Di masa yang lebih modern, OECD merilis laporan kajian yang menyimpulkan terdapat 5
keunggulan ekonomi dari Desentralisasi Fiskal (OECD, 2019), yaitu:
1. Desentralisasi memfasilitasi penyesuaian layanan untuk memenuhi kebutuhan lokal.
2. Desentralisasi meningkatkan efisiensi pelayanan publik.
3. Desentralisasi meningkatkan pertumbuhan ekonomi.
4. Desentralisasi dapat menurunkan kesenjangan antardaerah.
5. Desentralisasi dapat menjadi daya ungkit pembangunan daerah.

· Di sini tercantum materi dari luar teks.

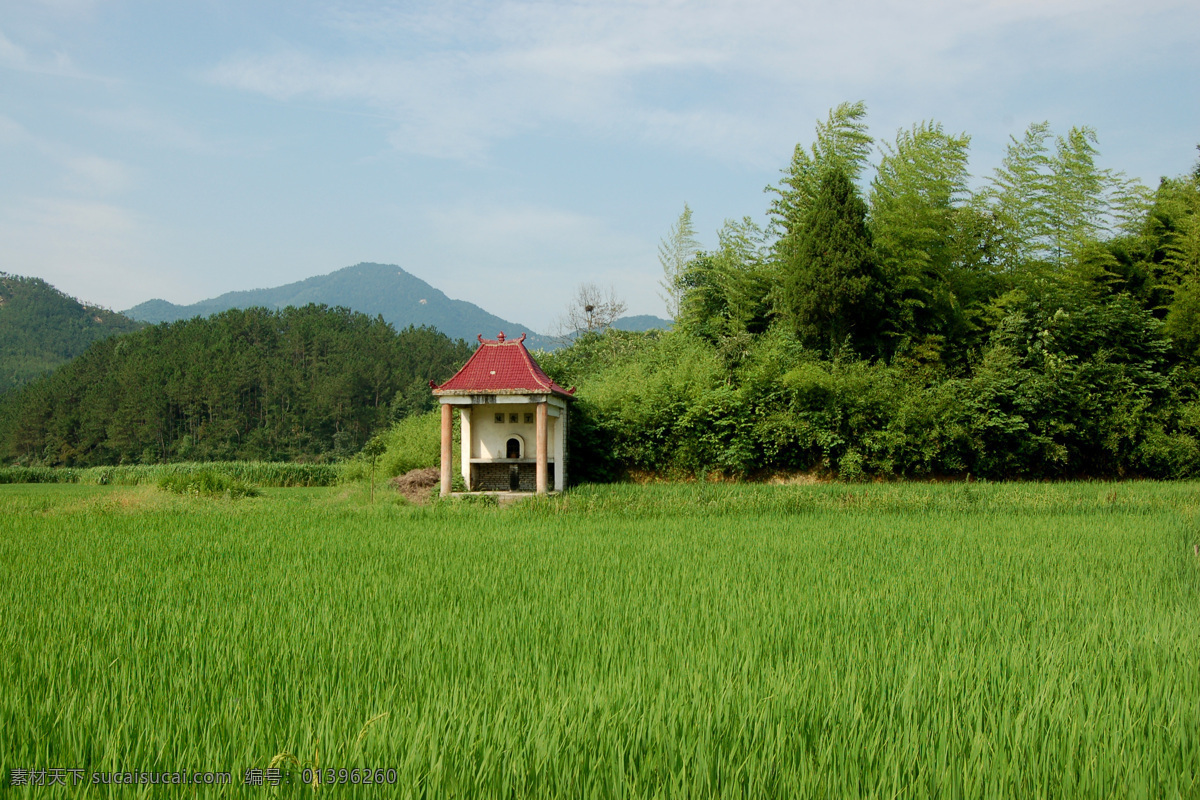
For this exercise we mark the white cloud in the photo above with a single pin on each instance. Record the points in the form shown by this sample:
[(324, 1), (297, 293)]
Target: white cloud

Melalui banyak penelitian di atas, kita dapat memahami bahwa Desentralisasi Fiskal memiliki
banyak keunggulan. Berbagai penelitian di seluruh dunia, khususnya Eropa dan negara-negara
anggota OECD, mengkonfirmasi bahwa Desentralisasi Fiskal memberikan dampak positif seputar
efisiensi penyediaan layanan publik, meningkatkan pertumbuhan ekonomi dan pengambilan
keputusan yang lebih cepat. Meskipun demikian, terdapat hal yang perlu diwaspadai dalam proses
dan penerapan Desentralisasi Fiskal agar dapat menikmati keunggulan-keunggulan tersebut. Salah
satunya adalah ketidakseimbangan antara desentralisasi pengeluaran dan penerimaan (OECD, 2012;
Sacchi & Salotti, 2014).
3 dari 18
Otonomi Daerah sebagai prakondisi Desentralisasi Fiskal
Seperti yang telah diuraikan sebelumnya, berbagai negara yang menerapkan Desentralisasi Fiskal
memiliki banyak perbedaan ideologi negara, kondisi dan prasyarat. Namun demikian, terdapat
sebuat prakondisi yang ditemui di tiap negara, yaitu Otonomi Daerah. Prinsip dasar Desentralisasi
Fiskal berpusat pada kebebasan daerah dalam menjalankan kewenangan pemerintahan. Meskipun
prinsip dasar ini mengalami banyak variasi dan modifikasi dalam penerapannya, namun konsep ini
menjadi karakteristik bersama (shared characteristic) dari berbagai praktik Desentralisasi Fiskal di
dunia. Dari titik kesamaan ini, penerapan Desentralisasi Fiskal mengalami divergen di tiap negara.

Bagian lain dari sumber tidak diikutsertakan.